Analyst · Ladenburg. Please go ahead.

Louis, could you -- the margin on Output Solutions used to be like 20%, 21% when you kind of were giving us that number. With the new equipment and more electronic, what's a better number for that going forward, that division?

Louis Hoch

Analyst · Ladenburg. Please go ahead.

24% to 25%, so mid-20s.

Jon Hickman

Analyst · Ladenburg. Please go ahead.

Mid-20s now?

Louis Hoch

Analyst · Ladenburg. Please go ahead.

Yes.

Jon Hickman

Analyst · Ladenburg. Please go ahead.

Okay. Then I have another question. So sequentially, the gross margin was down about 1% this quarter from Q2, whereas you talked about Output Solutions being better, more ACH number. Where did the decline in gross margins come from?

Louis Hoch

Analyst · Ladenburg. Please go ahead.

So a lot of it had to do with the spoilage in New York City that we talked about that's no longer -- we're no longer receiving the benefit of that. So the margins on that revenue decreased as the year went on in 2023. But overall, that's really the biggest change there in our overall gross margins.

Jon Hickman

Analyst · Ladenburg. Please go ahead.

No, I'm talking about sequentially from June to September.

Louis Hoch

Analyst · Ladenburg.

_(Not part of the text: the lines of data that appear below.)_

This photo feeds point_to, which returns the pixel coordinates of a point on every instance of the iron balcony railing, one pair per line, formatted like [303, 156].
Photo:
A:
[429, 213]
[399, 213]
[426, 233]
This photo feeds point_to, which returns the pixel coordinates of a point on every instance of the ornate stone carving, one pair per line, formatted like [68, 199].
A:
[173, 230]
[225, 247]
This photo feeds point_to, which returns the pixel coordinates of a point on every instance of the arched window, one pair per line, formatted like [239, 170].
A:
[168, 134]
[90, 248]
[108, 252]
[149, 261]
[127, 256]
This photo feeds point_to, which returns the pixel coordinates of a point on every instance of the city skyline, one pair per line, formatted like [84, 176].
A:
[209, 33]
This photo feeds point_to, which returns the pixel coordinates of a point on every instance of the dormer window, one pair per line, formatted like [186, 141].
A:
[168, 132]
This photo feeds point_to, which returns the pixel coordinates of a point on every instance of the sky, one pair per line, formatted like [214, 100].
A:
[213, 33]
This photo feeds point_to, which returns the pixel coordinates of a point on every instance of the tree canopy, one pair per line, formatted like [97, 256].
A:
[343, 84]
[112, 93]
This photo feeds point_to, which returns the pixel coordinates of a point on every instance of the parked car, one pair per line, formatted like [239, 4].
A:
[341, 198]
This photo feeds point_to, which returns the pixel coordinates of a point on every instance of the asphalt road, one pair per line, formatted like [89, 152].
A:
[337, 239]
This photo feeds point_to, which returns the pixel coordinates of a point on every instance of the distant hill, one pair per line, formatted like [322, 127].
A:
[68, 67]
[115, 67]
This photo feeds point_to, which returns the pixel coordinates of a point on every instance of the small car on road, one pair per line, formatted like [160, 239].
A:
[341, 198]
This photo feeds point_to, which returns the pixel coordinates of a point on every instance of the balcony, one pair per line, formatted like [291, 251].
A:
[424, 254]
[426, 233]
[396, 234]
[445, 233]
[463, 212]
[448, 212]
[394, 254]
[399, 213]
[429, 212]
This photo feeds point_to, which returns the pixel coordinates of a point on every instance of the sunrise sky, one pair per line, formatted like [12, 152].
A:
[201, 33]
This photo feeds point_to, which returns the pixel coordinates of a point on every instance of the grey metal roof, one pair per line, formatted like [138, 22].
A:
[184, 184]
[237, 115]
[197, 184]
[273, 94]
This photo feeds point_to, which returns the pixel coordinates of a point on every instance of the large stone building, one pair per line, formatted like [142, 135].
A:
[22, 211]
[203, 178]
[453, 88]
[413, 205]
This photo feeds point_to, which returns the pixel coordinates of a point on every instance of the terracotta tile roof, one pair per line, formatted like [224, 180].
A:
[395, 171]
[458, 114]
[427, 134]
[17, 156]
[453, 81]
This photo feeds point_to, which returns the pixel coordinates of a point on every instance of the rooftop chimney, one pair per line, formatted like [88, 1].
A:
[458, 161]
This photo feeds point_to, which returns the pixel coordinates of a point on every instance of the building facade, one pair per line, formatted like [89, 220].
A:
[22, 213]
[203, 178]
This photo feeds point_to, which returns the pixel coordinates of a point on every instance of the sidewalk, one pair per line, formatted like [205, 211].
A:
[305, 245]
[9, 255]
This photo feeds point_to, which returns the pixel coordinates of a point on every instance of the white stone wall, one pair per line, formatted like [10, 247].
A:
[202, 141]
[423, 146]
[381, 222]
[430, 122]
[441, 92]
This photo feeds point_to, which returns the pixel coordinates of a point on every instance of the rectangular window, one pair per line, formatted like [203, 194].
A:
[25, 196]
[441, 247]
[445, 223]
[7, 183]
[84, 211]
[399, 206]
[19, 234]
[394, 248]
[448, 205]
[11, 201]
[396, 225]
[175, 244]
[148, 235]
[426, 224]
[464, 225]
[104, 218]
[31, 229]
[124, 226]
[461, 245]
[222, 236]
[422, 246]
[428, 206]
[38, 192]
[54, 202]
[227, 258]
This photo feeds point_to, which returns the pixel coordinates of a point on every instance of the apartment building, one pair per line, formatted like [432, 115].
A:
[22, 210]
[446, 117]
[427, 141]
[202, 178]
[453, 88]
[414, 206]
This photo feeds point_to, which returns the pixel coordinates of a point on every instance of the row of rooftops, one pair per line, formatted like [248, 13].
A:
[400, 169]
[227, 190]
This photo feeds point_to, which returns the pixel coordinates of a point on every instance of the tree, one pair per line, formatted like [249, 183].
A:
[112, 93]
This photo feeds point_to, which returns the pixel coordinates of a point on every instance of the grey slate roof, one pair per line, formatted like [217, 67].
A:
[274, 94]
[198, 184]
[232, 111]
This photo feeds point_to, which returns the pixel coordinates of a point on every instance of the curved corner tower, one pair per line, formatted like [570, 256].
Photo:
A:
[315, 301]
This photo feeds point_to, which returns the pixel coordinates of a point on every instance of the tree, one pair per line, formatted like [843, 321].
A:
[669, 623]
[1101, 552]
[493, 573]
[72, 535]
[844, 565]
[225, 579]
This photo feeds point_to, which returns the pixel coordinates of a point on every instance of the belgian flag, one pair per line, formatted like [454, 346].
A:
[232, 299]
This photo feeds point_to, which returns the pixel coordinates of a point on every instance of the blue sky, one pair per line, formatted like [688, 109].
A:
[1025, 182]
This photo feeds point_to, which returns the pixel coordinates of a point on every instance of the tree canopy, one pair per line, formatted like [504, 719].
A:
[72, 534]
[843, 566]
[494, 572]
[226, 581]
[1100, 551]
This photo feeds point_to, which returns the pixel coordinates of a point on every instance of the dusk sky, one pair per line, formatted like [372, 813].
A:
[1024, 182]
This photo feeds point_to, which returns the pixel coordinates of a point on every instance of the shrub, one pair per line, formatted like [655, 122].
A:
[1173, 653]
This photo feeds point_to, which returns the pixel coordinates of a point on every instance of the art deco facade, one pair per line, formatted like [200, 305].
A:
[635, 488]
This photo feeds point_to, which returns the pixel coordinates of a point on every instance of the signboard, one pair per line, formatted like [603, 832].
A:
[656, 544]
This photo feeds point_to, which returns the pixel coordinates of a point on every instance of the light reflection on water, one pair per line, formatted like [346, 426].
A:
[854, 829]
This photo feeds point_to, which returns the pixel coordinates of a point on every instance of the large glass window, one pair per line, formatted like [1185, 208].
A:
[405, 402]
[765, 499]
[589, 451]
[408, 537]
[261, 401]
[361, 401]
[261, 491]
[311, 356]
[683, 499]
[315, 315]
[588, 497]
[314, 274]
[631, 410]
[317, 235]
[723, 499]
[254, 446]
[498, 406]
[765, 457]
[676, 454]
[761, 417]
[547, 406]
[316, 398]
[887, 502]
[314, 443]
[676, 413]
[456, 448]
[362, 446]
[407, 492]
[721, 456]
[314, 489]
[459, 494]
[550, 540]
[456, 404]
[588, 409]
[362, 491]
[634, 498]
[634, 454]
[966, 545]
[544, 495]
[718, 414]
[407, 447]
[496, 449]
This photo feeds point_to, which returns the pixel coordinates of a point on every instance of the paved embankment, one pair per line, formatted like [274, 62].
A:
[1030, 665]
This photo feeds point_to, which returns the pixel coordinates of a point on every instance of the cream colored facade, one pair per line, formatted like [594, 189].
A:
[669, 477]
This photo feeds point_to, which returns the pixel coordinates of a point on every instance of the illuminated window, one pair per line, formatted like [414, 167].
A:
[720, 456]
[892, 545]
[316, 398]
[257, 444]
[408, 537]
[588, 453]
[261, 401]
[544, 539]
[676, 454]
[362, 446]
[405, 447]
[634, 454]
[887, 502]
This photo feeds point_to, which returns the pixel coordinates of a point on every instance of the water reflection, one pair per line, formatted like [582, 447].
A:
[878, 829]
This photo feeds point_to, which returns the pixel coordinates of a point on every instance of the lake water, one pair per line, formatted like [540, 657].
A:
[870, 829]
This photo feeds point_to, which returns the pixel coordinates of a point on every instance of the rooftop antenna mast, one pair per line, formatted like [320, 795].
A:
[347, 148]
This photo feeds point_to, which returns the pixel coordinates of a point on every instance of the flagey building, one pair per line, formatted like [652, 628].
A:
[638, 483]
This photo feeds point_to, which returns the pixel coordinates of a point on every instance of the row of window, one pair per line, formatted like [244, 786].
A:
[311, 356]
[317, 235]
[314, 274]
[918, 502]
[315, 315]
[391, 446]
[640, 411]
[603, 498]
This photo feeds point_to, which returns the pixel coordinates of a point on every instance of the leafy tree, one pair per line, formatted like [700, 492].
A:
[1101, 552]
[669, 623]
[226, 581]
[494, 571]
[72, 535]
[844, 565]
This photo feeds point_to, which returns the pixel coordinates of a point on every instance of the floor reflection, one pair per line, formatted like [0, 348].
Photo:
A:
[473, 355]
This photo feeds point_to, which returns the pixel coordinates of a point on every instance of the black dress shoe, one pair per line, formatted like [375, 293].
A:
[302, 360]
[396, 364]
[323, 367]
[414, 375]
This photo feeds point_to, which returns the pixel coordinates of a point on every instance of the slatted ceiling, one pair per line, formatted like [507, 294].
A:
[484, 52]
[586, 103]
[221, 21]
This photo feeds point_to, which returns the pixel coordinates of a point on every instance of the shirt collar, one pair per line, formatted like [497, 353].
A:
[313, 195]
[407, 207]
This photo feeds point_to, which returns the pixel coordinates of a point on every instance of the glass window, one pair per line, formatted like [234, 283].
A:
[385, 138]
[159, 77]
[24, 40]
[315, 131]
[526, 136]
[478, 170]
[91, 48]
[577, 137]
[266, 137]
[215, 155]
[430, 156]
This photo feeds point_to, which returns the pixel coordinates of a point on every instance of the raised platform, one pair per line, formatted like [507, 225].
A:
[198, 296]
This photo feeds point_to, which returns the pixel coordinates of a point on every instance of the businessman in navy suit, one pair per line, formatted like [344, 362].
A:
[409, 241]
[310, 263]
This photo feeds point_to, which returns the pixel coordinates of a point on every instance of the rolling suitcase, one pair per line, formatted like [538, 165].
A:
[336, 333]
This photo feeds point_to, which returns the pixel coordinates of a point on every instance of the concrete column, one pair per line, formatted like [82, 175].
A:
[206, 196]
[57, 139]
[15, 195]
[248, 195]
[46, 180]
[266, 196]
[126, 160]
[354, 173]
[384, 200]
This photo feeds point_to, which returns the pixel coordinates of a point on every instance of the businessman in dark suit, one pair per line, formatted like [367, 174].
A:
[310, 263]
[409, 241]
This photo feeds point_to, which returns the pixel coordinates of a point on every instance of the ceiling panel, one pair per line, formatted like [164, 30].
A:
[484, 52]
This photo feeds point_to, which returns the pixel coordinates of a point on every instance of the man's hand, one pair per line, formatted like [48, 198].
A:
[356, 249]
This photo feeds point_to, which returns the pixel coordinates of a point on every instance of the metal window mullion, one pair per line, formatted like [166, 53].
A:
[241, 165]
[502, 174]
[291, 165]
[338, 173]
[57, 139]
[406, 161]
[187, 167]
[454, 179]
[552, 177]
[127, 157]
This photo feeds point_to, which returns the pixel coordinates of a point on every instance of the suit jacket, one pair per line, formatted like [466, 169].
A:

Please go ahead.

Excuse me. So that is really just a mix in product lines, really. So it's a mix on where our revenues are coming from. Specifically in Prepaid, we can have big cardholders that have less margins versus revenue coming off on spend, which is higher margin. So it's really just due to the mix in revenues.

Jon Hickman

Analyst · Ladenburg. Please go ahead.

Okay, thank you.

Louis Hoch

Analyst · Ladenburg. Please go ahead.

Thanks, Jon.

Operator

Operator

There are no further questions at this time. This concludes our question-and-answer session. The conference has now concluded. Thank you for attending today's presentation. You may now disconnect.